For additional information, please contact: Gregory Bowes, CEO (613) 241-9959
This news release contains certain "forward-looking statements" within the meaning of applicable Canadian securities laws. Forward-looking statements and information are frequently characterized by words such as "plan", "expect", "project", "intend", "believe", "anticipate", "estimate", "potential", "possible" and other similar words, or statements that certain events or conditions "may", "will", "could", or "should" occur. Forward-looking statements in this release include statements regarding, among others; economic and technical studies, graphite prices, project economics, permitting, the development timeline and the graphite market. All such forward-looking statements are based on assumptions and analyses made by management based on their experience and perception of historical trends, current conditions and expected future developments, as well as other factors they believe are appropriate in the circumstances. However, these statements are subject to a variety of risks and uncertainties and other factors that could cause actual events or results to differ materially from those projected including, but not limited to, unexpected changes in laws, rules or regulations, or their enforcement by applicable authorities; the failure of other parties to perform as agreed; social or labour unrest; changes in commodity prices; unexpected failure or inadequacy of infrastructure and the failure of ongoing and contemplated studies to deliver anticipated results or results that would justify and support continued studies, development or operations. Readers are cautioned not to place undue reliance on forward-looking information or statements.

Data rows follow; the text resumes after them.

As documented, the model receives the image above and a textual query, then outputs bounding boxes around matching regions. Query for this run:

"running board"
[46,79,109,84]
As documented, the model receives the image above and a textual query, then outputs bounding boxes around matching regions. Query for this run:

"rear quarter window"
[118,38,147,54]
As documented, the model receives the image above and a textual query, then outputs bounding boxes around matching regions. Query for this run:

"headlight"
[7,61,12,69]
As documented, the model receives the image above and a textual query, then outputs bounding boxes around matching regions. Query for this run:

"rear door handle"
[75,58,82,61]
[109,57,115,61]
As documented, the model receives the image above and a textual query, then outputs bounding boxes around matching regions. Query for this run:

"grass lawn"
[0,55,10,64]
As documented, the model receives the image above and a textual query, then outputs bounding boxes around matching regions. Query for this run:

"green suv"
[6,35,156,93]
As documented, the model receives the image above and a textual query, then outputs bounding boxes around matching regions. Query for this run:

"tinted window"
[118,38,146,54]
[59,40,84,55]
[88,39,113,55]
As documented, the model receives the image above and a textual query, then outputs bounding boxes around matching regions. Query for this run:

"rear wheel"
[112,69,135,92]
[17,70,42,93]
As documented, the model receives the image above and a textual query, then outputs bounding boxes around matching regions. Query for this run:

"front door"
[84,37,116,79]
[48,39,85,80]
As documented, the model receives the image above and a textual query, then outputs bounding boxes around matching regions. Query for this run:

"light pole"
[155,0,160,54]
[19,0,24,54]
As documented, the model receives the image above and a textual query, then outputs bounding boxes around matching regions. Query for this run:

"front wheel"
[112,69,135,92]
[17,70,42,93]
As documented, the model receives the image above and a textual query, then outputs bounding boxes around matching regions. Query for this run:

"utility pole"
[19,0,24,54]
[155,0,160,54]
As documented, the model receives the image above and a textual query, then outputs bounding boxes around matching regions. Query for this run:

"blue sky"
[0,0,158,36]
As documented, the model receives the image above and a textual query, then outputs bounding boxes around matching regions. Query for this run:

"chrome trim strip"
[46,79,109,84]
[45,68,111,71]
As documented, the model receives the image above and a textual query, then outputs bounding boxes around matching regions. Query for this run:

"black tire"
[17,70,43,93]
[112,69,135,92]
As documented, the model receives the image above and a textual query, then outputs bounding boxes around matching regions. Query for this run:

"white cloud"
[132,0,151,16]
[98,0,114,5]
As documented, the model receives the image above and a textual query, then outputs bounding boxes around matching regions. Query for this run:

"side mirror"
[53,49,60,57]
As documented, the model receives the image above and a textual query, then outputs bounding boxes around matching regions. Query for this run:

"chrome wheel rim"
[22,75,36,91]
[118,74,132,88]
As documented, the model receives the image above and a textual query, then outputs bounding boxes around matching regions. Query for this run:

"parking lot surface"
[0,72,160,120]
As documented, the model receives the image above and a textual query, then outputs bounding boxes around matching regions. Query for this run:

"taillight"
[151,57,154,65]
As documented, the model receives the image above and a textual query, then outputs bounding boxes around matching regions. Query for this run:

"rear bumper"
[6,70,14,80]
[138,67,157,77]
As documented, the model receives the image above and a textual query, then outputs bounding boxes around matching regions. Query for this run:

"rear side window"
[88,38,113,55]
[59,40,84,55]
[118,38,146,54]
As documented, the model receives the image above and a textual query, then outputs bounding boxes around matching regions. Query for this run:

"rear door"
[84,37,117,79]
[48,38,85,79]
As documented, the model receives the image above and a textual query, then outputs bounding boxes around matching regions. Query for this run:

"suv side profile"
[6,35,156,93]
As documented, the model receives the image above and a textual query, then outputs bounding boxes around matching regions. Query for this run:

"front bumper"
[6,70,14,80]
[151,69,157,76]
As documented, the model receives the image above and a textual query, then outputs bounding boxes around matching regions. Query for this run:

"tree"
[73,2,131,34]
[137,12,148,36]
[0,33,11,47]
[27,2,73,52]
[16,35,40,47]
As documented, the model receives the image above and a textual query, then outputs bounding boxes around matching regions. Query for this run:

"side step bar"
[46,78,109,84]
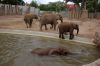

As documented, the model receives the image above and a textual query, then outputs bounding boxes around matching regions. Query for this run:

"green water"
[0,33,100,66]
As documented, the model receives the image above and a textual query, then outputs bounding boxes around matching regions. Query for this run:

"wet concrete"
[0,29,94,45]
[0,30,100,66]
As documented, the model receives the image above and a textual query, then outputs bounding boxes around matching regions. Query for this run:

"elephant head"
[56,14,63,23]
[72,23,79,35]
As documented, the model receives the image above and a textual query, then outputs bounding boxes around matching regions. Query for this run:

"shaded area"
[0,33,100,66]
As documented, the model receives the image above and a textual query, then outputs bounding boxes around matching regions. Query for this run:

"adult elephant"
[31,47,70,56]
[58,22,79,39]
[24,13,38,28]
[55,14,63,23]
[40,14,58,30]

Although the forward-looking statements contained in this news release are based on what management believes are reasonable assumptions, the Company cannot assure investors that actual results will be consistent with them. These forward-looking statements are made as of the date of this news release and are expressly qualified in their entirety by this cautionary statement. Subject to applicable securities laws, the Company does not assume any obligation to update or revise the forward-looking statements contained herein to reflect events or circumstances occurring after the date of this news release.
Neither the TSX Venture Exchange nor its Regulation Services Provider (as that term is defined in the policies of the TSX Venture Exchange) accepts responsibility for the adequacy or accuracy of this release.